# Deployment

```{eval-rst}
.. verified:: 2026-02-23
   :reviewer: Christof Buchbender
```

## Overview

Deployments are driven by a **causal build-state orchestrator** in
`ci/check_builds.py`, triggered via GitHub Actions
(`orchestrate-deploy.yml`) and executed by Jenkins.
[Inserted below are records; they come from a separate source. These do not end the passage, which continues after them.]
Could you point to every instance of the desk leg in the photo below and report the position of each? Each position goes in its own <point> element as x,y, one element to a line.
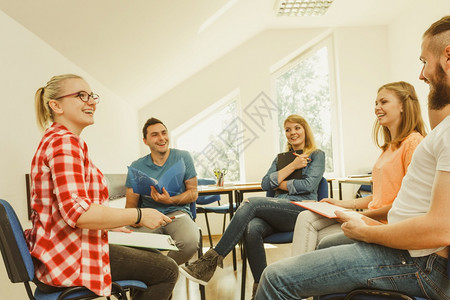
<point>230,201</point>
<point>331,188</point>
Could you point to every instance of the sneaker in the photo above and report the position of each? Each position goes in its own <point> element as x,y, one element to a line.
<point>203,268</point>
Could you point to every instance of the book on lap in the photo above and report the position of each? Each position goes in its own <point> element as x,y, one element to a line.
<point>171,180</point>
<point>142,240</point>
<point>286,158</point>
<point>327,210</point>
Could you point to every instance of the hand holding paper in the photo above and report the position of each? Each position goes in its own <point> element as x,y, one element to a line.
<point>355,226</point>
<point>171,180</point>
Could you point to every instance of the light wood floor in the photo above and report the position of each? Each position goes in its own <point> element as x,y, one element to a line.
<point>226,284</point>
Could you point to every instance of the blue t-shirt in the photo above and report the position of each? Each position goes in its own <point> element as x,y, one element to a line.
<point>146,165</point>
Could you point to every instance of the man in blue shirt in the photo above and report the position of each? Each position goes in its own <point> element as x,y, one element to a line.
<point>182,229</point>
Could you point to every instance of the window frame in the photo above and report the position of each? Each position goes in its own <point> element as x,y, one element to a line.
<point>336,122</point>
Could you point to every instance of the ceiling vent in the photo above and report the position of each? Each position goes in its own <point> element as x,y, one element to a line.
<point>294,8</point>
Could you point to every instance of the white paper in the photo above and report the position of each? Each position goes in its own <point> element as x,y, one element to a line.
<point>142,239</point>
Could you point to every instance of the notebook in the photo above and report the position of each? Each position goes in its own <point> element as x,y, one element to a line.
<point>142,240</point>
<point>286,158</point>
<point>327,210</point>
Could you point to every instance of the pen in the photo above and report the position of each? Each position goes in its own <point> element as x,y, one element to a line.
<point>177,216</point>
<point>308,159</point>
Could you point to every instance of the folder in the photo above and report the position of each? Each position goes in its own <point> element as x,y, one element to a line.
<point>142,240</point>
<point>172,180</point>
<point>286,158</point>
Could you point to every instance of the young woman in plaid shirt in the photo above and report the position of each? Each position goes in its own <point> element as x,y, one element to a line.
<point>68,239</point>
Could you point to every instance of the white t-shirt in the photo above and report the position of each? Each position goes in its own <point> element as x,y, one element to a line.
<point>414,197</point>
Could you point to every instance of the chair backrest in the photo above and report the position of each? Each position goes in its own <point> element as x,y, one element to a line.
<point>193,208</point>
<point>322,190</point>
<point>207,199</point>
<point>12,241</point>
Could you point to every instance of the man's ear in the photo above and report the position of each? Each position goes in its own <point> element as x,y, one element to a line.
<point>55,107</point>
<point>447,57</point>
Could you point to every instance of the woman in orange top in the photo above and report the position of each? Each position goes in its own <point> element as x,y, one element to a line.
<point>398,130</point>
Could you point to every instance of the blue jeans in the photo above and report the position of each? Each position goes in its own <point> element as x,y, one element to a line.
<point>359,265</point>
<point>255,219</point>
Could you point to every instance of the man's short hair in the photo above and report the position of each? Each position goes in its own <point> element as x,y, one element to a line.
<point>151,121</point>
<point>439,34</point>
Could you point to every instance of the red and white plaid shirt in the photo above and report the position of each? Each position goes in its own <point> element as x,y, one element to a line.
<point>64,184</point>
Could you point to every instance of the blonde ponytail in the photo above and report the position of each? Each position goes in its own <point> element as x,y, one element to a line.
<point>44,114</point>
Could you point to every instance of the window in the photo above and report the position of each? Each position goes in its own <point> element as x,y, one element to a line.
<point>210,139</point>
<point>304,87</point>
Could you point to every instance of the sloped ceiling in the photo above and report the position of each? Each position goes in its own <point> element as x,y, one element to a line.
<point>140,49</point>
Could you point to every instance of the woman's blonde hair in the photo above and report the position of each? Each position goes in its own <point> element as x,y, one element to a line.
<point>44,114</point>
<point>310,143</point>
<point>411,117</point>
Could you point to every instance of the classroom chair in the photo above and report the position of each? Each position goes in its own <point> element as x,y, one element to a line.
<point>279,237</point>
<point>368,294</point>
<point>20,268</point>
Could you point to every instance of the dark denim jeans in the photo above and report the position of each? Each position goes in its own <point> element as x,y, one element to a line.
<point>158,271</point>
<point>257,218</point>
<point>358,265</point>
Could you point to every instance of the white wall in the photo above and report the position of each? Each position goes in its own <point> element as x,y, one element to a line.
<point>27,63</point>
<point>405,38</point>
<point>362,67</point>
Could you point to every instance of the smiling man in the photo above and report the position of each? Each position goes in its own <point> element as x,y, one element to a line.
<point>161,158</point>
<point>410,253</point>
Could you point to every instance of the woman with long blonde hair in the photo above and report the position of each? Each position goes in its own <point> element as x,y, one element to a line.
<point>398,129</point>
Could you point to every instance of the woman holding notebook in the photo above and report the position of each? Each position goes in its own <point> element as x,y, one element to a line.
<point>398,130</point>
<point>69,199</point>
<point>258,217</point>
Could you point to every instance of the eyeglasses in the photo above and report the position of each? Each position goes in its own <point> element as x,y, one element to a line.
<point>84,96</point>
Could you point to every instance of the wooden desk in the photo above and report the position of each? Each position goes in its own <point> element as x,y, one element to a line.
<point>237,190</point>
<point>353,180</point>
<point>330,189</point>
<point>242,188</point>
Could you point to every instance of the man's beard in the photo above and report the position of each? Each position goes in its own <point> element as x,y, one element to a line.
<point>439,95</point>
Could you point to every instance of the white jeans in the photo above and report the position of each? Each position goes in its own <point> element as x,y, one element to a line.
<point>310,228</point>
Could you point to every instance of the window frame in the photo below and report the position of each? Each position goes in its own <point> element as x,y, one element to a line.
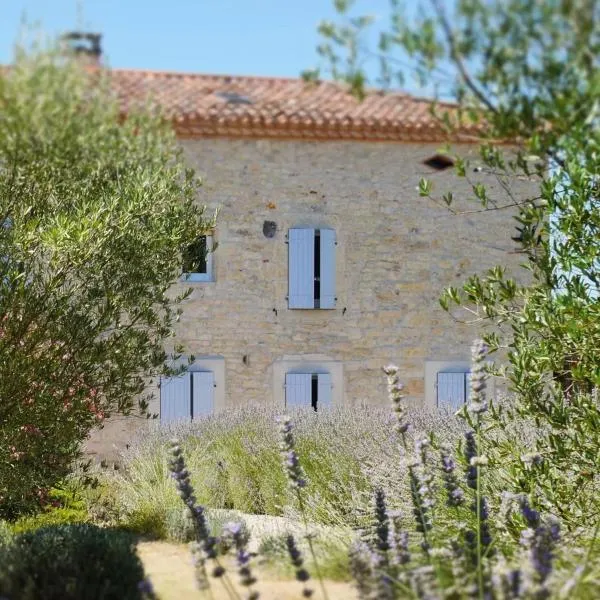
<point>316,380</point>
<point>318,259</point>
<point>208,276</point>
<point>214,364</point>
<point>432,368</point>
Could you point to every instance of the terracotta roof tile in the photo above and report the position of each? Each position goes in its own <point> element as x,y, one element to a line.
<point>261,107</point>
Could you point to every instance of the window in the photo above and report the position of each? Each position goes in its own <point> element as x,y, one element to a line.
<point>197,259</point>
<point>187,396</point>
<point>311,268</point>
<point>308,390</point>
<point>452,389</point>
<point>446,383</point>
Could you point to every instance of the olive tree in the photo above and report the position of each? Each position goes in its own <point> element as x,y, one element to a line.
<point>96,209</point>
<point>526,74</point>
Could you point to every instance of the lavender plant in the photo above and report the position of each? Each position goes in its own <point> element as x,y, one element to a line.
<point>297,480</point>
<point>298,562</point>
<point>205,547</point>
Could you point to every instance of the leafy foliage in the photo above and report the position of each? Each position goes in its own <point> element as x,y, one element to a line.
<point>95,211</point>
<point>71,562</point>
<point>526,72</point>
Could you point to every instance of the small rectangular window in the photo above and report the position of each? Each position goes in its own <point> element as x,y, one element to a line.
<point>197,259</point>
<point>308,390</point>
<point>311,268</point>
<point>452,390</point>
<point>187,396</point>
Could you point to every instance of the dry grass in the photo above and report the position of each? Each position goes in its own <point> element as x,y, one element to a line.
<point>169,568</point>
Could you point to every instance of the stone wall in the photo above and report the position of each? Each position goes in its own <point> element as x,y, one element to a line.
<point>396,252</point>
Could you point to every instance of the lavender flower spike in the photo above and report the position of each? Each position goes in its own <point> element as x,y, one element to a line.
<point>239,537</point>
<point>396,397</point>
<point>477,395</point>
<point>454,494</point>
<point>298,562</point>
<point>291,463</point>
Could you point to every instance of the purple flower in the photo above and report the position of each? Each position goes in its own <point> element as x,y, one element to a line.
<point>396,396</point>
<point>477,400</point>
<point>238,534</point>
<point>382,522</point>
<point>298,562</point>
<point>291,462</point>
<point>470,452</point>
<point>454,494</point>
Repos are divided into **deploy groups**. Each group has its own gate
check and its own Jenkins job — a docs rebuild never blocks or is
blocked by a main-stack rebuild.

```{eval-rst}
.. list-table:: Deploy groups
   :header-rows: 1
   :widths: 15 45 40

   * - Group
     - Repos
     - Jenkins jobs
   * - ``default``
     - ops-db, ops-db-api, data-transfer, ops-db-ui
     - ``deploy-staging`` / ``deploy-production``
   * - ``docs``
     - data-center-documentation
     - ``deploy-data-center-documentation-develop`` /
       ``deploy-data-center-documentation-production``

```

## Main-stack deploy (`default` group)

1. A developer pushes to one of the main-stack repos.
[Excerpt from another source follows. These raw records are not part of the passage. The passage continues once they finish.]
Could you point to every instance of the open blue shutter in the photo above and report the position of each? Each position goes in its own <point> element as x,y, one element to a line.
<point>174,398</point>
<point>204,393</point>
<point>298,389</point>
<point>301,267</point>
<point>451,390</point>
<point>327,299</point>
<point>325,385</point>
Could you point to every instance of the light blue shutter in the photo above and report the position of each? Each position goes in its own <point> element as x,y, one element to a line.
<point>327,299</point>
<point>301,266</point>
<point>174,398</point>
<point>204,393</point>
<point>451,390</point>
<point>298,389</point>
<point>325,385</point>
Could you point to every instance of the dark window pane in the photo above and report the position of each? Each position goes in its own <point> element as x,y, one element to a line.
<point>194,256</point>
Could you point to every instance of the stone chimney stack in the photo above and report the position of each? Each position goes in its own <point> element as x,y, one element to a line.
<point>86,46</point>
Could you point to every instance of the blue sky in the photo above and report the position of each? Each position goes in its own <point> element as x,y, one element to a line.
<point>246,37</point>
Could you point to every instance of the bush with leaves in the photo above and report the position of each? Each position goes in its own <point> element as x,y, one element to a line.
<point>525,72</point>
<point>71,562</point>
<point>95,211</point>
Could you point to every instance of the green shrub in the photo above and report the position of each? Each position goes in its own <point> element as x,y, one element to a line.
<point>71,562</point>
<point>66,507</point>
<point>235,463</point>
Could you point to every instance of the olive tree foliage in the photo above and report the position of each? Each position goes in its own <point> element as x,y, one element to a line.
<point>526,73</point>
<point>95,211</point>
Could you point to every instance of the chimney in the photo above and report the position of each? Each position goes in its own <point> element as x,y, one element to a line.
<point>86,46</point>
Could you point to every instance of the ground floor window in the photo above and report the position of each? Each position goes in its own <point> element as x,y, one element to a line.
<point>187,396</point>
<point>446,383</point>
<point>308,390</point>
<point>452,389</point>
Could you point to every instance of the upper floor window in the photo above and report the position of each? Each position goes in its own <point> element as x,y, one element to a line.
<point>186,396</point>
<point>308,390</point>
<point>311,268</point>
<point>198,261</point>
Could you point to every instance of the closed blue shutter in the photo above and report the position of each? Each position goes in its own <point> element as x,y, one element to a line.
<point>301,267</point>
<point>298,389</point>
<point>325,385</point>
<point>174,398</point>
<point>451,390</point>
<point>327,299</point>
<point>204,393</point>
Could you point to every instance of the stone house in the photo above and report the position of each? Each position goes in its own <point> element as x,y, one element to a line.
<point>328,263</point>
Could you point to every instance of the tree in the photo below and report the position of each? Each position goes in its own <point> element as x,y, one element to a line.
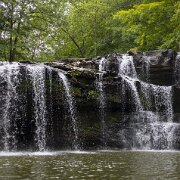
<point>149,25</point>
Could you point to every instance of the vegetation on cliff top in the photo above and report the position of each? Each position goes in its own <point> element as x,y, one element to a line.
<point>43,30</point>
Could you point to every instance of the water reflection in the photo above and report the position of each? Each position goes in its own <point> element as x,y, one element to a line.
<point>100,165</point>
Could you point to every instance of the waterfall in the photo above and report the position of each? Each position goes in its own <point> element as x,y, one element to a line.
<point>72,112</point>
<point>37,74</point>
<point>102,98</point>
<point>177,69</point>
<point>153,122</point>
<point>128,74</point>
<point>9,96</point>
<point>146,68</point>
2. GitHub Actions builds and pushes the Docker image, then calls
   `notify-build-complete.yml` which sends a `repository_dispatch`
   (type `build-complete`) to `system-integration`.

3. `orchestrate-deploy.yml` runs (serialised per branch via a
   concurrency group):

   1. **Update state** — records `sha`, `image_digest`, and
      `built_with` in `BUILD_STATE_JSON_<BRANCH>`.
   2. **Cascade** — dispatches `workflow_dispatch` to immediate
      downstream repos so they rebuild against the new upstream image.
   3. **Cross-group dispatch** — dispatches `update-submodules.yml`
      in `data-center-documentation` for each `cross_group_trigger`
      entry in `dependency-graph.yml`.
   4. **Gate check** — resolves the triggering repo's deploy group,
      then verifies every repo in that group is causally consistent
      (`built_with` matches current upstream digest). If all green,
      triggers the Jenkins job via its REST API.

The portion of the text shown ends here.